Labels are meant for more than government warnings

One of my pet peeves in wine is the business of labels. I get that in a sea of competition it is important for a producer to distinguish his wine from the others. Ever since Far Niente introduced its embossed 50-cent label in the 1980s, there has been a rush to out-do each other.

Consumers can be attracted to a wine’s label if they have little knowledge of what is actually in the bottle. So, makers of such ridiculous wine as “Cheap Wine” or “Mommy’s Time Out” know that shoppers find a label funny and just enough to convince them to buy it for themselves or as a gift for someone else.

The front label of Rodney Strong’s Upshot blend.

The front label of Rodney Strong’s Upshot blend.

Most producers, however, even squander the opportunity to help the consumer with the contents on the back label. Warnings about sulfites, alcohol content, where the wine is made, etc. fulfill government regulations — but there’s often nothing about grape varieties, oak aging or tasting descriptions.
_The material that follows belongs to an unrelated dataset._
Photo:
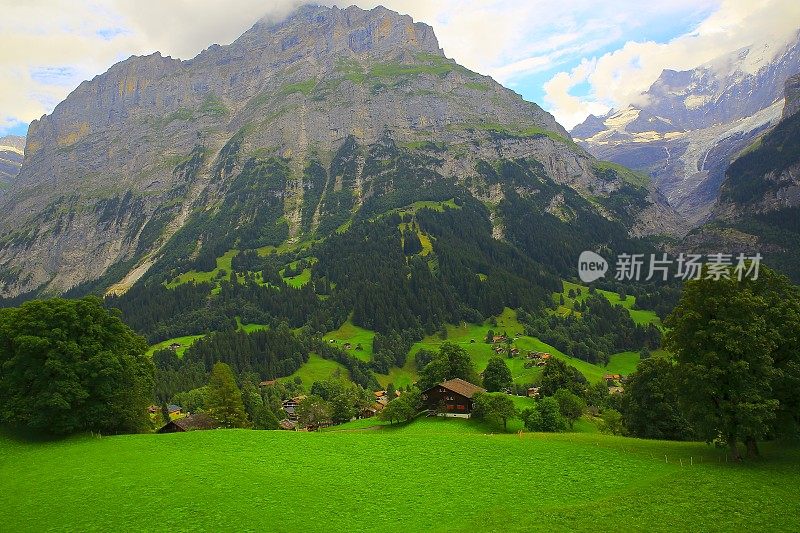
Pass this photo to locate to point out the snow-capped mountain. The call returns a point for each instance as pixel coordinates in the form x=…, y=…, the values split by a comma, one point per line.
x=691, y=124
Producers should use as a model a new label from Rodney Strong. Upshot — a red blend — is more than a pretty face. Its front label has the blend, time in barrel, specs,  harvest date, timeline and more.   Credit this to director of winemaking Justin Seidenfeld who gets it.
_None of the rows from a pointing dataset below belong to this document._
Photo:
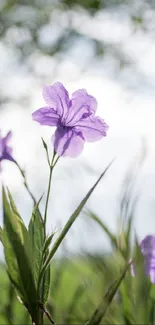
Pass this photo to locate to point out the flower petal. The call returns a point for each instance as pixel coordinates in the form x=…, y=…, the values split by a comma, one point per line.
x=92, y=128
x=56, y=96
x=82, y=104
x=67, y=142
x=46, y=116
x=7, y=137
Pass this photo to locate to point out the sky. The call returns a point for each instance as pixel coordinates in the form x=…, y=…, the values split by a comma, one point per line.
x=125, y=101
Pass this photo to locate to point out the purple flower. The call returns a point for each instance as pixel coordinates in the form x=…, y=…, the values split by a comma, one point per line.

One can make the claim it’s more information that he or she needs to know, but who can complain? Not me.

Rodney Strong is turning a page

I’ve been drinking Rodney Strong wines for decades and until recently it seemed to have fallen into a pattern of making generic wine for the masses. In recent years, however, its emphasis on its premium reds has shown that its proprietor Rick Klein is capable of producing top-shelf wines.
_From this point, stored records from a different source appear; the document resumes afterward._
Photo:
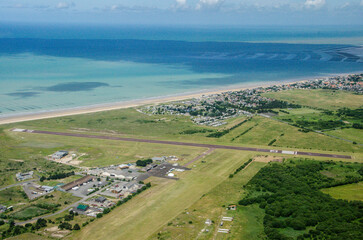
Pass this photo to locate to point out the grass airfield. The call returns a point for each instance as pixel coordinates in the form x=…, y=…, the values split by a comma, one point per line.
x=166, y=209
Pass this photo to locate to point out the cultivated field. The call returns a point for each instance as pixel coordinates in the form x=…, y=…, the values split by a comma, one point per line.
x=349, y=192
x=246, y=224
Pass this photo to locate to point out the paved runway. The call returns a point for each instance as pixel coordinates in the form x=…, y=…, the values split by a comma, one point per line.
x=191, y=144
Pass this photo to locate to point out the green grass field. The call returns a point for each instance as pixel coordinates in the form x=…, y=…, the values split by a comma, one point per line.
x=319, y=98
x=349, y=192
x=348, y=133
x=174, y=209
x=165, y=200
x=247, y=222
x=108, y=152
x=29, y=212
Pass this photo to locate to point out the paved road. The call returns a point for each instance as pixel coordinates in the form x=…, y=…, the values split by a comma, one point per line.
x=199, y=157
x=19, y=184
x=190, y=144
x=316, y=131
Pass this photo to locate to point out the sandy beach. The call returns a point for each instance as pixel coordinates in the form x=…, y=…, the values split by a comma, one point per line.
x=22, y=117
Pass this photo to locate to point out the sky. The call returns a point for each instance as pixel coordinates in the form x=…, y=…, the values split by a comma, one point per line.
x=184, y=12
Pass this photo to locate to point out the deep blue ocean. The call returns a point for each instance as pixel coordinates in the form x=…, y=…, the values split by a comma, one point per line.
x=46, y=67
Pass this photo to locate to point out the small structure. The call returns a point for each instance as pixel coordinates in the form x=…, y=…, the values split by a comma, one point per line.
x=60, y=154
x=47, y=189
x=24, y=176
x=221, y=230
x=82, y=207
x=3, y=208
x=228, y=219
x=158, y=159
x=77, y=183
x=232, y=207
x=124, y=166
x=208, y=222
x=100, y=199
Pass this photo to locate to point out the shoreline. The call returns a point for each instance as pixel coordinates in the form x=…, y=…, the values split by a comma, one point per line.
x=22, y=117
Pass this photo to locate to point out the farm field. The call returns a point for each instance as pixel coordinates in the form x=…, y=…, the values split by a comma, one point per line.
x=24, y=208
x=352, y=134
x=319, y=98
x=176, y=209
x=257, y=132
x=348, y=192
x=247, y=223
x=108, y=152
x=165, y=200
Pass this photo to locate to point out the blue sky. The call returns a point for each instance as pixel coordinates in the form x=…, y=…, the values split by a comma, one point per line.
x=185, y=12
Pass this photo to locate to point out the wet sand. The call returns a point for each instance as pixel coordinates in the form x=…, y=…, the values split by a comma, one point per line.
x=22, y=117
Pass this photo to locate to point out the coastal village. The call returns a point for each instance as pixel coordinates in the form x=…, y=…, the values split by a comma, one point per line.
x=98, y=190
x=213, y=110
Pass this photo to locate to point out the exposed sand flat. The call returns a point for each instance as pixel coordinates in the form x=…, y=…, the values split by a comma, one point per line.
x=22, y=117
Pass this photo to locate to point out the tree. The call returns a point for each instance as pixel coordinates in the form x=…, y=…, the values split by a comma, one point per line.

Now comes Justin Seidenfeld who Klein has given a lot of liberty as director of winemaking. Seidenfeld has control of both vineyards and winemaking in this family-owned operation. In a recent meeting with him, he said 2019 would be an important year of innovation.

Justin Seidenfeld, director of winemaking

Justin Seidenfeld, director of winemaking

Seidenfeld knows the science of winemaking and his unabridged explanations can make the head swim, but I could at least understand that he is precise in making balanced, consistent and technically correct wines.

For instance, while most growers will focus on yield per vineyard, he has shifted to yield per vine. Vigor and ripening can vary from vine to vine. He maps each one so that pickers can harvest them at perfect ripeness. This brings consistency and quality to the grapes.

Similarly, the staves in an oak barrel are inconsistent because of the vagaries of a tree. However, Seidenfeld spends inordinate amount of time matching up the staves to bring consistency to the aging and fermentation process.

He has introduced a delicious rose and red blend to the broad portfolio as a means to grow production. And, Kleiin has created a new toy for him: a seperate label called Rowen. Putting a new name on the label allows for it to succeed without the influence of Rodney Strong’s public image. It’s a delicious Bordeaux blend with deceiving tannins.

My favorite is still the big Alexander’s Crown cabernet sauvignon, but the chardonnay is more appealing than ever because of its bu rgundian-like profile.